算法4---数组

 

 

1 数组基本概念

 

2 数组有关的编程练习

 

 

 

1  数组的基本概念

 

数组就是用下标表示位置的相同类型数据的顺序数据类型，其中机器在给数据分配空间的时候分配的是一块连续的空间。

 

数组没有什么很多的东西需要补充，值得注意的是，数组作为参数的时候，使用指针的情况；

 

2 编程练习

 

 

1 remove duplicates from sorted array

 

discription:

     given a sorted array,remove the deplicates in place such that each element appear only once and return the new length;

     do not allocate extra space for another array,you must do this in place with constant memory.

     for example:

given input array A=[1,1,2]

your function should return length=2 ,and A is now [1,2];

 

#include <stdio.h>

int removeDeduplication(int A[],int n);

int main()
{
    /*int n;
    int A[]={};
    printf("please input the array with the length of n:
");
    scanf("%d",&n);
    printf("the length is %d
",n );
    for (int c = 0; c < n; c++)
    {
        scanf("%d",&A[c]);
    }
    for (int i = 0; i < n; i++)
    {
        //printf("the array is: 
");
        printf("%d 
",A[i]);
    }
    int l=removeDeduplication(A,n);
    printf("after deduplcate ,the length is:%d
",l);
    printf("the array now is: 
");
    for (int j = 0; j < l; j++)
    {       

        printf("%d
",A[j]);
    }
    */
    int A[10]={1,1,2,2,3,3,3,4,5,6};
    int l=removeDeduplication(A,10);
    printf("the length is %d
",l);
    printf("the array now is: 
");
    for (int j = 0; j < l; j++)
    {       
        printf("%d 
",    A[j]);
    }
    return 0;
}

int removeDeduplication(int A[],int n)
{
    int l=0;
    if (n==0)
    {
        printf("worry array!
");
    }
    for (int i = 1; i < n; i++)
    {
        if (A[l]!=A[i])
        {
            A[++l]=A[i];
        }
    }
    return l+1;
}

2 remove deplicates from sorted array2

 

descript:

     follow up for "remove duplicate":what if duplicates are allowed at most twice?
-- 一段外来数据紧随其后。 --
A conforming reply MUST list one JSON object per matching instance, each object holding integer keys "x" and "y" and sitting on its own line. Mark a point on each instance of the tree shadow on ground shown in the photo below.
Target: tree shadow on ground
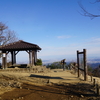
{"x": 46, "y": 77}
{"x": 80, "y": 90}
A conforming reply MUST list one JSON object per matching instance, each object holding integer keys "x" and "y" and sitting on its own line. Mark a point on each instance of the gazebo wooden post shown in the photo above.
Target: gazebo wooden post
{"x": 33, "y": 52}
{"x": 4, "y": 60}
{"x": 78, "y": 63}
{"x": 85, "y": 66}
{"x": 30, "y": 58}
{"x": 13, "y": 57}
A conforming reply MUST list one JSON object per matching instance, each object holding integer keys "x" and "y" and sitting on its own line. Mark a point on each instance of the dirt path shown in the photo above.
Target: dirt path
{"x": 55, "y": 85}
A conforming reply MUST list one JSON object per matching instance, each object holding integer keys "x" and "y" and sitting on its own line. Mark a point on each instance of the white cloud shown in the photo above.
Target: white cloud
{"x": 63, "y": 37}
{"x": 93, "y": 41}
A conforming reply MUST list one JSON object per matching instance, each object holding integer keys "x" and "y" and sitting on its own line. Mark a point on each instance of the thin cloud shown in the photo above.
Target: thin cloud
{"x": 63, "y": 37}
{"x": 94, "y": 41}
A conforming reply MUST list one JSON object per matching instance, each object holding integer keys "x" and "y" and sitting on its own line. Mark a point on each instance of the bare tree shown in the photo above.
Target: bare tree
{"x": 6, "y": 36}
{"x": 86, "y": 13}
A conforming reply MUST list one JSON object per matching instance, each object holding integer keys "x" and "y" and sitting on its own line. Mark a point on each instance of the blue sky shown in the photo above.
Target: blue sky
{"x": 55, "y": 25}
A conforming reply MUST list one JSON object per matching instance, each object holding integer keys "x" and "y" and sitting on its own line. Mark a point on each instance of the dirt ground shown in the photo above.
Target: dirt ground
{"x": 54, "y": 85}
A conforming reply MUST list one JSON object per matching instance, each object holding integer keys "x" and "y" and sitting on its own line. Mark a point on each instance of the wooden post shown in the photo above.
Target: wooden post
{"x": 94, "y": 82}
{"x": 33, "y": 53}
{"x": 78, "y": 63}
{"x": 30, "y": 58}
{"x": 4, "y": 61}
{"x": 85, "y": 65}
{"x": 97, "y": 89}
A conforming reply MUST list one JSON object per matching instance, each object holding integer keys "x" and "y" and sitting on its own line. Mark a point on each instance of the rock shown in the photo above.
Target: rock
{"x": 82, "y": 96}
{"x": 72, "y": 96}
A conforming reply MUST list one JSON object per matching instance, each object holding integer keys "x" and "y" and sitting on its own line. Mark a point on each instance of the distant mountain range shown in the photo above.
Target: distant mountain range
{"x": 92, "y": 62}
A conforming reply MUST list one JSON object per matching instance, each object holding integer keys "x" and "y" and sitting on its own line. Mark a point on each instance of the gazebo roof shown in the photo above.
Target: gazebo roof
{"x": 19, "y": 45}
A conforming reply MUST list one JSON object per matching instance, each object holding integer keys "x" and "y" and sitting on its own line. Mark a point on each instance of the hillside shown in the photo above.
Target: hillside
{"x": 53, "y": 85}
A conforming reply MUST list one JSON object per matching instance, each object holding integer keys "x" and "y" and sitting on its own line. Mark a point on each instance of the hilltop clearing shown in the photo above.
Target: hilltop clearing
{"x": 53, "y": 85}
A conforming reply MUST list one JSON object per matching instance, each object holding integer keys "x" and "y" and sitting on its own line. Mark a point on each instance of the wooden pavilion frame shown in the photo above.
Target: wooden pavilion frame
{"x": 15, "y": 47}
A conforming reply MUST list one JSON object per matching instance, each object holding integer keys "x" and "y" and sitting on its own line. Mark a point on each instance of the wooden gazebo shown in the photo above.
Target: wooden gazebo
{"x": 15, "y": 47}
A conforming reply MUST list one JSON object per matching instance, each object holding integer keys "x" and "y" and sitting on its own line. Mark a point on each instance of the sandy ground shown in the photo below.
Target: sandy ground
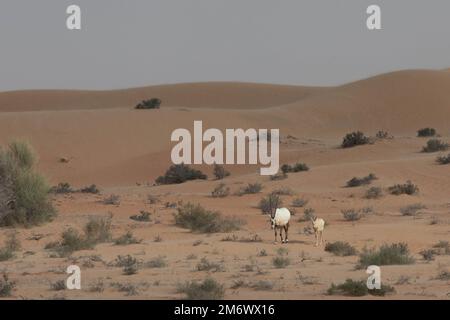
{"x": 123, "y": 150}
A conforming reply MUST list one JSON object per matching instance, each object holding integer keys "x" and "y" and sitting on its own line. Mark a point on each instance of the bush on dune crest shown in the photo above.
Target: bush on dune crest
{"x": 24, "y": 193}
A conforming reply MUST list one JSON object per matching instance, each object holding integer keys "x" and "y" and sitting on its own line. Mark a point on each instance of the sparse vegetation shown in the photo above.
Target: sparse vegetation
{"x": 426, "y": 132}
{"x": 251, "y": 188}
{"x": 394, "y": 254}
{"x": 407, "y": 188}
{"x": 340, "y": 248}
{"x": 221, "y": 191}
{"x": 412, "y": 209}
{"x": 435, "y": 145}
{"x": 354, "y": 288}
{"x": 209, "y": 289}
{"x": 198, "y": 219}
{"x": 24, "y": 194}
{"x": 153, "y": 103}
{"x": 357, "y": 182}
{"x": 355, "y": 138}
{"x": 180, "y": 173}
{"x": 220, "y": 172}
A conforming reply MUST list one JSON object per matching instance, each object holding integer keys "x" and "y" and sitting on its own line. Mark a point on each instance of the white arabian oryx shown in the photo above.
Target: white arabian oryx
{"x": 280, "y": 220}
{"x": 318, "y": 226}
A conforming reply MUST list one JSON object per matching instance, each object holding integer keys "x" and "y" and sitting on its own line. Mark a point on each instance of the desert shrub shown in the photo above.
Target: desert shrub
{"x": 299, "y": 202}
{"x": 209, "y": 289}
{"x": 412, "y": 209}
{"x": 443, "y": 159}
{"x": 407, "y": 188}
{"x": 281, "y": 261}
{"x": 90, "y": 189}
{"x": 220, "y": 172}
{"x": 62, "y": 188}
{"x": 158, "y": 262}
{"x": 278, "y": 176}
{"x": 24, "y": 194}
{"x": 180, "y": 173}
{"x": 354, "y": 139}
{"x": 270, "y": 203}
{"x": 206, "y": 265}
{"x": 426, "y": 132}
{"x": 356, "y": 182}
{"x": 298, "y": 167}
{"x": 198, "y": 219}
{"x": 354, "y": 288}
{"x": 340, "y": 248}
{"x": 126, "y": 239}
{"x": 143, "y": 216}
{"x": 112, "y": 199}
{"x": 251, "y": 188}
{"x": 221, "y": 191}
{"x": 351, "y": 214}
{"x": 434, "y": 145}
{"x": 394, "y": 254}
{"x": 6, "y": 286}
{"x": 153, "y": 103}
{"x": 373, "y": 193}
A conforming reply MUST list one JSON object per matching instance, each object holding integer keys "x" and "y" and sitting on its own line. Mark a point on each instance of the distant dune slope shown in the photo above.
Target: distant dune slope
{"x": 109, "y": 143}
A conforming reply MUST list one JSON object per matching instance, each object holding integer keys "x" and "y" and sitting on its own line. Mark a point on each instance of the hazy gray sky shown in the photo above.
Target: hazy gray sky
{"x": 144, "y": 42}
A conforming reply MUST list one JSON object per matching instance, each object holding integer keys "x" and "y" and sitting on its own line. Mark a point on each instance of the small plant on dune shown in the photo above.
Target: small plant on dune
{"x": 298, "y": 167}
{"x": 198, "y": 219}
{"x": 394, "y": 254}
{"x": 340, "y": 248}
{"x": 158, "y": 262}
{"x": 62, "y": 188}
{"x": 251, "y": 188}
{"x": 208, "y": 289}
{"x": 426, "y": 132}
{"x": 153, "y": 103}
{"x": 278, "y": 176}
{"x": 180, "y": 173}
{"x": 220, "y": 172}
{"x": 351, "y": 214}
{"x": 6, "y": 286}
{"x": 355, "y": 138}
{"x": 412, "y": 209}
{"x": 354, "y": 288}
{"x": 374, "y": 193}
{"x": 356, "y": 182}
{"x": 143, "y": 216}
{"x": 443, "y": 159}
{"x": 435, "y": 145}
{"x": 126, "y": 239}
{"x": 90, "y": 189}
{"x": 407, "y": 188}
{"x": 24, "y": 194}
{"x": 299, "y": 202}
{"x": 206, "y": 265}
{"x": 269, "y": 203}
{"x": 221, "y": 191}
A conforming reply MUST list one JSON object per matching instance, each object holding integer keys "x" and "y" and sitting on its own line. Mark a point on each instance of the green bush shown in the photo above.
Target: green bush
{"x": 435, "y": 145}
{"x": 394, "y": 254}
{"x": 356, "y": 182}
{"x": 153, "y": 103}
{"x": 340, "y": 248}
{"x": 354, "y": 139}
{"x": 209, "y": 289}
{"x": 407, "y": 188}
{"x": 426, "y": 132}
{"x": 198, "y": 219}
{"x": 24, "y": 194}
{"x": 180, "y": 173}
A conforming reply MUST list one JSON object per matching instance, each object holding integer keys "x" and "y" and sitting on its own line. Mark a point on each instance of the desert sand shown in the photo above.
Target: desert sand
{"x": 123, "y": 150}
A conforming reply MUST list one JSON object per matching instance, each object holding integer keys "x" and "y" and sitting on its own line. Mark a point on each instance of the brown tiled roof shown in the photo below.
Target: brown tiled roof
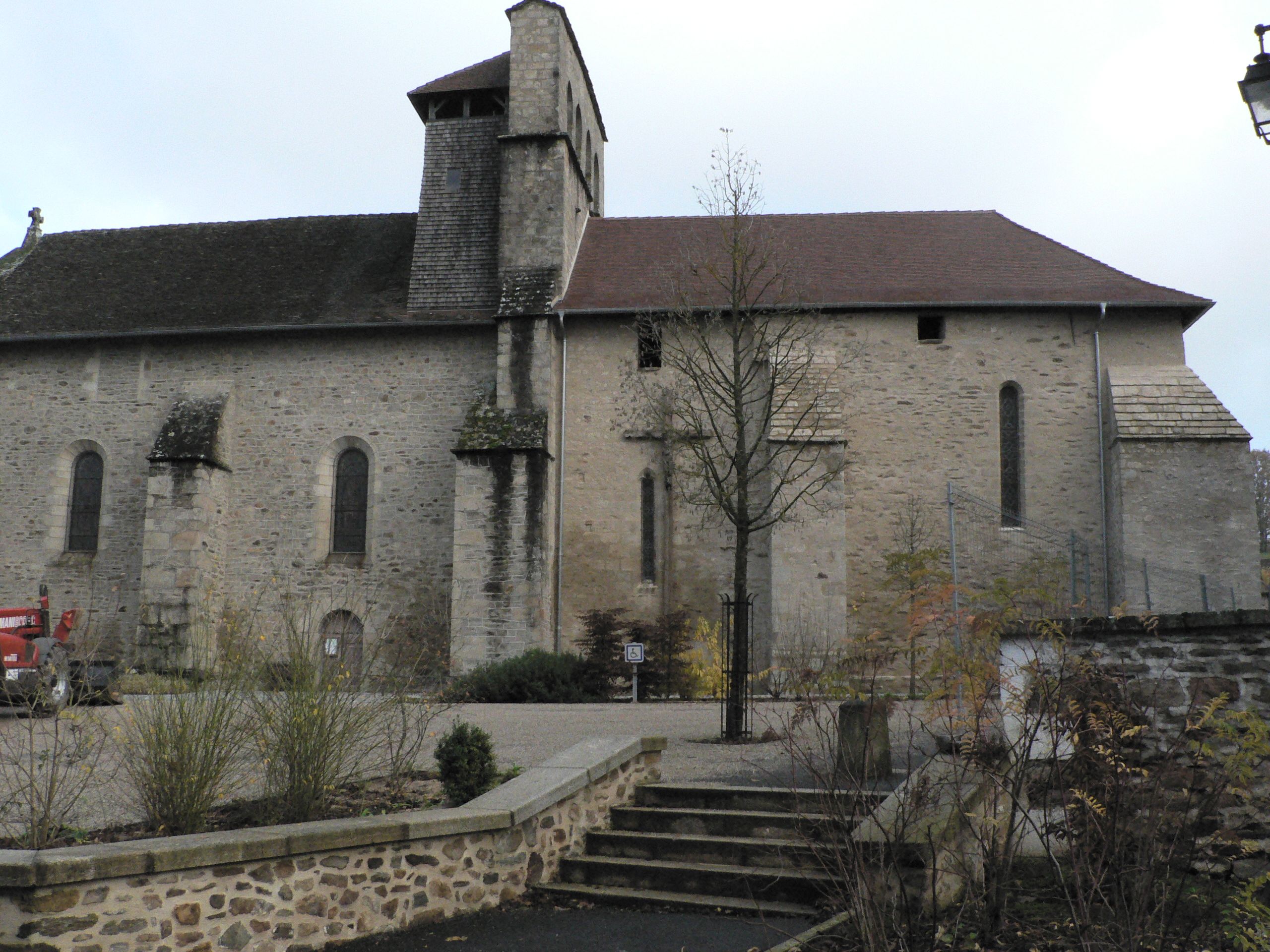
{"x": 1167, "y": 403}
{"x": 488, "y": 74}
{"x": 345, "y": 270}
{"x": 859, "y": 259}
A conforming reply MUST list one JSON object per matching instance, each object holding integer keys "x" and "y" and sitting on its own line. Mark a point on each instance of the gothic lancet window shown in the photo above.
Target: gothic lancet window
{"x": 1012, "y": 456}
{"x": 85, "y": 503}
{"x": 352, "y": 484}
{"x": 648, "y": 530}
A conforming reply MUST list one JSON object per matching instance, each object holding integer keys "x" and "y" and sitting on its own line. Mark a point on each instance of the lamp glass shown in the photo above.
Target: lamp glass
{"x": 1255, "y": 89}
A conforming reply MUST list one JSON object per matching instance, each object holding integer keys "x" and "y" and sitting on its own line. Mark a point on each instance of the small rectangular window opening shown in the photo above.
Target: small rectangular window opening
{"x": 649, "y": 345}
{"x": 930, "y": 327}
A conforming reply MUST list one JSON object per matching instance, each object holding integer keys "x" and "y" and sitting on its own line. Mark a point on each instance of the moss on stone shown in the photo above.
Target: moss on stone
{"x": 489, "y": 428}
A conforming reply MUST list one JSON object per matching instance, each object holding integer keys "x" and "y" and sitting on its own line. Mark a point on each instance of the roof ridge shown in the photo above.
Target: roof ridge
{"x": 461, "y": 70}
{"x": 1100, "y": 263}
{"x": 215, "y": 224}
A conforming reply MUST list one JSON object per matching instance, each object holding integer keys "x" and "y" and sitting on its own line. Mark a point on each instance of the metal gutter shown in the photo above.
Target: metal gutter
{"x": 252, "y": 329}
{"x": 564, "y": 384}
{"x": 896, "y": 305}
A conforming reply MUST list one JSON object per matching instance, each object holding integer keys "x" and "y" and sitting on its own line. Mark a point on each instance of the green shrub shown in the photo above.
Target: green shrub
{"x": 185, "y": 752}
{"x": 604, "y": 633}
{"x": 667, "y": 642}
{"x": 465, "y": 758}
{"x": 534, "y": 678}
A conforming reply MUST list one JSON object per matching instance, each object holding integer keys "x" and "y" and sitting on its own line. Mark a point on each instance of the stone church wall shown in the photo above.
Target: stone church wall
{"x": 917, "y": 416}
{"x": 400, "y": 394}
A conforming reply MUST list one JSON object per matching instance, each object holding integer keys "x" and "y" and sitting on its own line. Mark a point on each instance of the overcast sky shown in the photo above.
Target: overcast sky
{"x": 1113, "y": 127}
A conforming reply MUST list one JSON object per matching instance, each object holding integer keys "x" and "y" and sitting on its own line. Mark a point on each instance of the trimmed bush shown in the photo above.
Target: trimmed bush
{"x": 534, "y": 678}
{"x": 604, "y": 633}
{"x": 465, "y": 758}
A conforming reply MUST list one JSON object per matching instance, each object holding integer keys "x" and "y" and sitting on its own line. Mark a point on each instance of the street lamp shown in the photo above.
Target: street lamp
{"x": 1255, "y": 87}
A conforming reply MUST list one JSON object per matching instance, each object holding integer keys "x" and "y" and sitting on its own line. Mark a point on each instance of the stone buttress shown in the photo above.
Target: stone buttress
{"x": 185, "y": 537}
{"x": 550, "y": 162}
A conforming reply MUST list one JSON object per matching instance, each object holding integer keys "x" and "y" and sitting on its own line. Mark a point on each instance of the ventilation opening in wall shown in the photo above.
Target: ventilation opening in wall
{"x": 649, "y": 345}
{"x": 930, "y": 327}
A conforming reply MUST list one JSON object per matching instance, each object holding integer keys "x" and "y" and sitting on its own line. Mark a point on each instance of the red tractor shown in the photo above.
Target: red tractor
{"x": 39, "y": 668}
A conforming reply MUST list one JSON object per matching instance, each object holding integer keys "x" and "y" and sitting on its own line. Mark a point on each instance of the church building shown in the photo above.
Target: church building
{"x": 379, "y": 412}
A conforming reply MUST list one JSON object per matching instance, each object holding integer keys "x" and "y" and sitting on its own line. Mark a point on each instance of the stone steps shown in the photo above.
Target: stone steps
{"x": 711, "y": 796}
{"x": 715, "y": 823}
{"x": 731, "y": 851}
{"x": 713, "y": 847}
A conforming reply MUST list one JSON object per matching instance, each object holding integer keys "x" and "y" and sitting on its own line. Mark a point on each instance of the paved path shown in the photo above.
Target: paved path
{"x": 586, "y": 931}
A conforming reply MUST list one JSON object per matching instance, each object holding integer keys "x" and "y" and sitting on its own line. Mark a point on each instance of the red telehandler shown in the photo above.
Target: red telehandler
{"x": 40, "y": 668}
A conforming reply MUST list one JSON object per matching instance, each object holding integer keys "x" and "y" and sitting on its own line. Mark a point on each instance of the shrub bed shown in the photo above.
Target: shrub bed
{"x": 534, "y": 678}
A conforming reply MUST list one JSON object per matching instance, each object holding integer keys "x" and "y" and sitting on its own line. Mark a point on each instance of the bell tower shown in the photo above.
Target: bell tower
{"x": 513, "y": 172}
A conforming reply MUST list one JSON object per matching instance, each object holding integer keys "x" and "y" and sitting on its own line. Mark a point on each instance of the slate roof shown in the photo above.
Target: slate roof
{"x": 226, "y": 276}
{"x": 493, "y": 73}
{"x": 1167, "y": 403}
{"x": 353, "y": 271}
{"x": 858, "y": 259}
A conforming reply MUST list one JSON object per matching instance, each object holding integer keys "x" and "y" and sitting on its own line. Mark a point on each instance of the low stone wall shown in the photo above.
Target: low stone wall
{"x": 1174, "y": 664}
{"x": 296, "y": 888}
{"x": 1182, "y": 660}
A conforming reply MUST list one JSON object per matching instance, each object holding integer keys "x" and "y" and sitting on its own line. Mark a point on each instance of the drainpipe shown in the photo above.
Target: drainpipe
{"x": 1103, "y": 463}
{"x": 564, "y": 384}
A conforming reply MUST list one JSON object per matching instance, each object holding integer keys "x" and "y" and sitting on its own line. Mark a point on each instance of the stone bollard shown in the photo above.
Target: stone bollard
{"x": 864, "y": 742}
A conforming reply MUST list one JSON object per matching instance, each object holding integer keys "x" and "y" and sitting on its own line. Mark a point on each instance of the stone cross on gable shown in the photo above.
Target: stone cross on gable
{"x": 33, "y": 232}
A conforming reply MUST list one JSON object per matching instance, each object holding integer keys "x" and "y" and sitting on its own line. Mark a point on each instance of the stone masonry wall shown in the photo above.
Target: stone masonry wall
{"x": 916, "y": 416}
{"x": 1176, "y": 663}
{"x": 1187, "y": 507}
{"x": 403, "y": 394}
{"x": 183, "y": 563}
{"x": 502, "y": 575}
{"x": 302, "y": 900}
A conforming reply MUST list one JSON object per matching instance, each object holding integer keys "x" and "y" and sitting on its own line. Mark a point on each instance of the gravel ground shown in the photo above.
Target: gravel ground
{"x": 526, "y": 735}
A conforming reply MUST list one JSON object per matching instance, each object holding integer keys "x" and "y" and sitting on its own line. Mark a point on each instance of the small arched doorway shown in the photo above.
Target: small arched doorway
{"x": 341, "y": 643}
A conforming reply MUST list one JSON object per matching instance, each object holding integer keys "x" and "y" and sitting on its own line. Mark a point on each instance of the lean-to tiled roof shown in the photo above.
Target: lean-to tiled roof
{"x": 858, "y": 259}
{"x": 1167, "y": 403}
{"x": 224, "y": 276}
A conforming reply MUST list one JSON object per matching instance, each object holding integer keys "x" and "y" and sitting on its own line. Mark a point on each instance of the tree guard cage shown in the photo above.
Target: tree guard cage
{"x": 737, "y": 709}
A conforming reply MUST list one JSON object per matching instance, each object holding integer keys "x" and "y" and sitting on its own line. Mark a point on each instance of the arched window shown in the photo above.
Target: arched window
{"x": 1012, "y": 456}
{"x": 647, "y": 530}
{"x": 85, "y": 503}
{"x": 341, "y": 635}
{"x": 352, "y": 484}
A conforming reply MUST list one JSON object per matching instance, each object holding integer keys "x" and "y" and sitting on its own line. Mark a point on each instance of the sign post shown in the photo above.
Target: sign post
{"x": 635, "y": 658}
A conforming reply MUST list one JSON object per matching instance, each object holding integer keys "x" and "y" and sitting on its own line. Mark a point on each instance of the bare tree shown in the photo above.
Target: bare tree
{"x": 1262, "y": 494}
{"x": 749, "y": 400}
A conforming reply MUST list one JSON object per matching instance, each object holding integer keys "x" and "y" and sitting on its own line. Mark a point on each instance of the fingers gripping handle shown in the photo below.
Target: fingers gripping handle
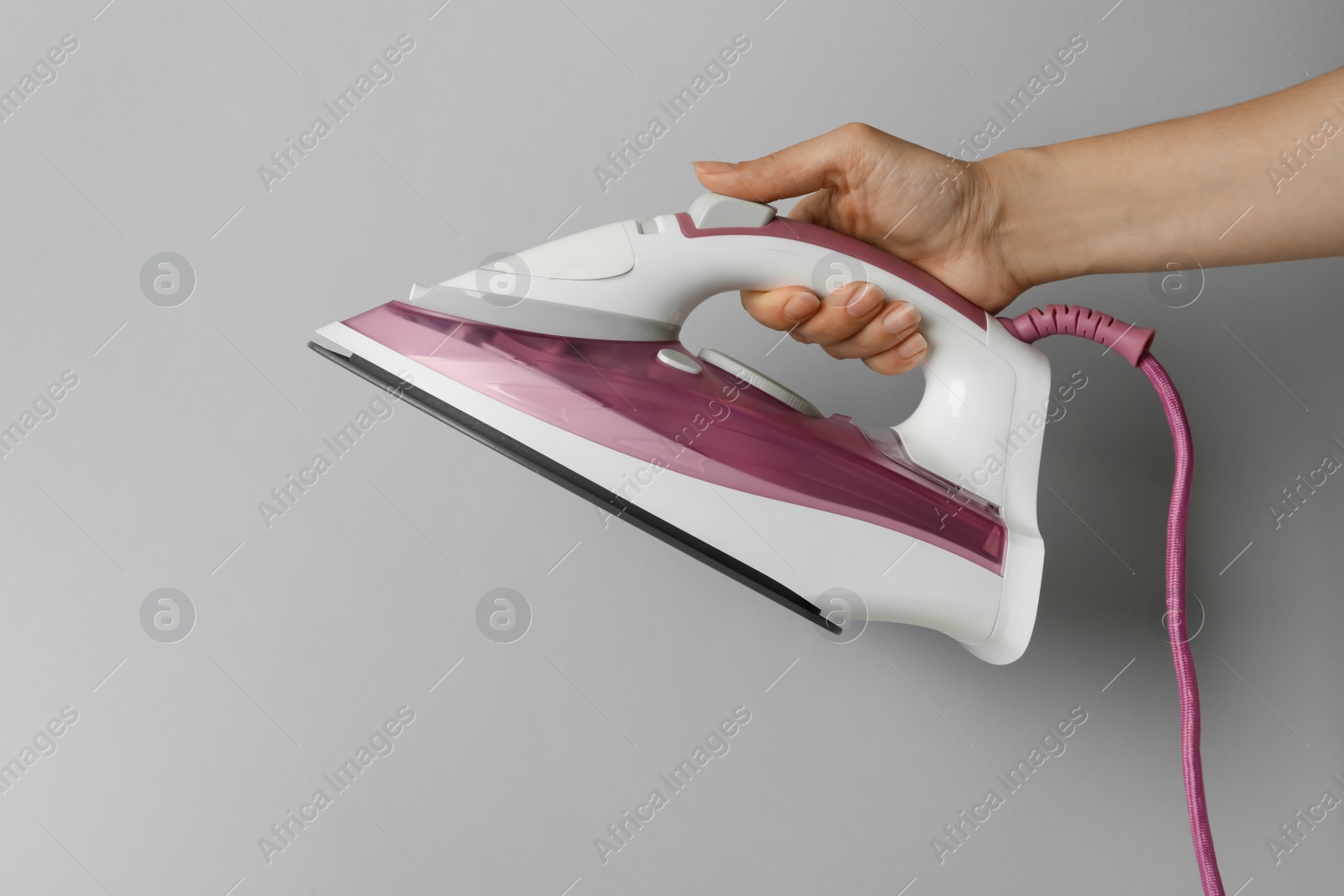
{"x": 968, "y": 387}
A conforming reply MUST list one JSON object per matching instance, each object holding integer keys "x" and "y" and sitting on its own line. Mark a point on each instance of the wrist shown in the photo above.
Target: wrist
{"x": 1041, "y": 231}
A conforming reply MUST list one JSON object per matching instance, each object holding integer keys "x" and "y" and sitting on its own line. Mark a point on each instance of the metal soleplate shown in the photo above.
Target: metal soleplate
{"x": 568, "y": 479}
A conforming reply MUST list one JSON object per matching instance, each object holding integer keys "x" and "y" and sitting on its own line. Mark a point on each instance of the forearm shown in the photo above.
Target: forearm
{"x": 1215, "y": 186}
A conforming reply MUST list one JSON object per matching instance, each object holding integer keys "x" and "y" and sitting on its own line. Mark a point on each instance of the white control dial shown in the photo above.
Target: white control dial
{"x": 759, "y": 380}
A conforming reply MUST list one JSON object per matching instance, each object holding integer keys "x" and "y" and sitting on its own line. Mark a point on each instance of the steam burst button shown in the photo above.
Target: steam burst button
{"x": 679, "y": 360}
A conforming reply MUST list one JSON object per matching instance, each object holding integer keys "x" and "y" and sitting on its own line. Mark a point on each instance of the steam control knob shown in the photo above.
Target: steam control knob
{"x": 759, "y": 380}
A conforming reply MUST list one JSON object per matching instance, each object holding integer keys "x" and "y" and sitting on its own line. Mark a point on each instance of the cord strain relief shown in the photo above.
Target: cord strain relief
{"x": 1126, "y": 340}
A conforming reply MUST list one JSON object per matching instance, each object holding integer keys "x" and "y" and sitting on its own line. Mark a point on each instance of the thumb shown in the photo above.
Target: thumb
{"x": 801, "y": 168}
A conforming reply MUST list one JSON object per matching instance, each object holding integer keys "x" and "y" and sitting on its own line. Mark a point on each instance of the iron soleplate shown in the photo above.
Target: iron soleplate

     for example,given sorted array A=[1,1,1,2,2,3];

     your function should return length =5,and A is now [1,1,2,2,3]

 

 

solve method:

 

两种解决办法；

 

#include <stdio.h>

int removeDeplication(int A[],int n);
int removeDeplication2(int A[],int n);
int main()
{
    int A[10]={1,1,1,2,3,3,3,4,5,6};
    int l=removeDeplication(A,10);
    int l=removeDeplication2(A,10);
    printf("the length is %d
",l);
    printf("the array now is: 
");
    for (int j = 0; j < l; j++)
    {       

        printf("%d 
",    A[j]);
    }
    return 0;
}

int removeDeplication(int A[],int n)
{
    int l=2;
    if (n<=2)
        return n;

    for (int i = 2; i < n; i++)
    {
        if (A[i]!=A[l-2])
        {
            A[l++]=A[i];
        }
    }
    return l;
}


int removeDeplication2(int A[],int n)
{
    int l=0;
    for (int i = 0; i < n; ++i)
    {
        if (i>0&&i<n-1&&A[i]==A[i-1]&&A[i]==A[i+1])
        {
            continue;
        }
        A[l++]=A[i];
    }
    return l;
}

3 Search in Rotated Sorted Array

 

discript:

     suppose a array is rotated at some pivot unknown to you beforehand

     (i.e, 0,2,3,4,5,6,7 might become 4,5,6,7,0,1,2)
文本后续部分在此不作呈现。